MAY 31, 2010 VOLUME 17, NUMBER 18
You have made your appointment to discuss estate planning. Our office has sent you a reminder letter, an explanation of what will happen when you get here, a map with parking instructions — and an 8-page questionnaire, asking for all sorts of details about your family, your assets and your wishes. Why do we make you do all that work just to have an initial estate planning appointment? Because of William Bruinsma.
Mr. Bruinsma lived in a subsidized senior housing facility in Massachusetts. He visited his lawyer in 1993 and asked for help in preparing a “simple will.” He was very secretive, and did not want to tell his lawyer about his assets. He did insist that he didn’t want to spend too much money in legal fees, and he wanted his will to be simple.
Estate planning lawyers are very familiar with the type of client. In fact, no estate planning attorney we know has ever heard a client ask for a “complicated” will — everyone thinks their wills should be simple.
What Mr. Bruinsma wanted sounded simple enough. He wanted the income from his assets (whatever they might be) to go to his sister and his long-time friend.

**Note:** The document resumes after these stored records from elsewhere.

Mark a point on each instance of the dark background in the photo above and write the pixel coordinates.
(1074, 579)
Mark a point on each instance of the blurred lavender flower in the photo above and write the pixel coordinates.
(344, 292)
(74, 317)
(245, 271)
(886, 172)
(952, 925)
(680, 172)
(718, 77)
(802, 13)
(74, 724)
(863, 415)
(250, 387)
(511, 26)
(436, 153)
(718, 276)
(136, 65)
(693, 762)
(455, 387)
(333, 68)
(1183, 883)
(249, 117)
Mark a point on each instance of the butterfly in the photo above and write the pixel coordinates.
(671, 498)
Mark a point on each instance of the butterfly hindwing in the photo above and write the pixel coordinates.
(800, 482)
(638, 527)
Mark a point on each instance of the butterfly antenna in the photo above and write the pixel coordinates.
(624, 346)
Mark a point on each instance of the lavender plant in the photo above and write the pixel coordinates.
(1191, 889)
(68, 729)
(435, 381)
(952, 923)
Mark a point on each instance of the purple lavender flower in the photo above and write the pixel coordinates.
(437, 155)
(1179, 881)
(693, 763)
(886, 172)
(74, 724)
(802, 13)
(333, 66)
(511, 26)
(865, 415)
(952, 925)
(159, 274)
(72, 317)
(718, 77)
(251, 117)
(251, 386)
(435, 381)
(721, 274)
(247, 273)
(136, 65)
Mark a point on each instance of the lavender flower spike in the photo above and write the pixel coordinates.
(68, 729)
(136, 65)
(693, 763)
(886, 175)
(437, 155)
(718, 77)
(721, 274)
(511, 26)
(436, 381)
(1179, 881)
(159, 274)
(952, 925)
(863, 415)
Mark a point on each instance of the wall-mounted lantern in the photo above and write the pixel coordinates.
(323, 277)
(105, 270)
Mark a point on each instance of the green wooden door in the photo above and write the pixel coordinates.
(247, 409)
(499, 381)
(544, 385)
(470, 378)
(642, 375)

After both of them died, the remaining money should go to a group of charities. The simple will his lawyer prepared was just two pages long.
Five years later Mr. Bruinsma died, and it turned out that his estate was about $1.7 million. The will was so simple that his estate did not qualify for a charitable deduction — meaning his estate would pay about $466,733 in federal and state estate taxes that could have been easily avoided if the lawyer had known he needed to prepare a slightly more complex will.
Was that the result Mr. Bruinsma wanted? If he had known that the investment of a few hundred dollars during his life could have dramatically increased the income stream to his sister and friend, would he have made the investment? We will never know, because his lawyer did not know to ask those questions — Mr. Bruinsma had not provided enough information to allow the lawyer to give comprehensive legal advice.
Admittedly, the facts in Mr. Bruinsma’s case are relatively extreme. OK, you’re right — the same thing would not happen today and in Arizona, because there is no federal or Arizona state estate tax in place. But our point is still valid: if we do not have a fairly complete picture of your assets, your family and your intentions, we will not be able to prepare a good will, whether or not it is a simple will. Besides, the estate tax might just return next year at the $1 million level, in which case an Arizona version of Mr. Bruinsma would be making only a $350,000 mistake.
And now you know: if you really want to surprise your estate planning lawyer, just sit down in the first conference and insist that what you are hoping for is a complex will.
Incidentally, the charities in Mr. Bruinsma’s simple will ultimately joined forces with the sister, the friend and even the state Attorney General to ask the courts to reform the will so that the estate tax effect could be eliminated. After spending, presumably, thousands of dollars in legal fees to seek that result, they were all turned down by the Supreme Judicial Court of Massachusetts (the state’s highest court). That court ruled that there is no law permitting reformation of a will to correct an alleged error on the part of the person signing the will. Mr. Bruinsma’s secrecy — and his thrift — ended up costing nearly half a million dollars. Pellegrini v. Breitenbach, May 25, 2010.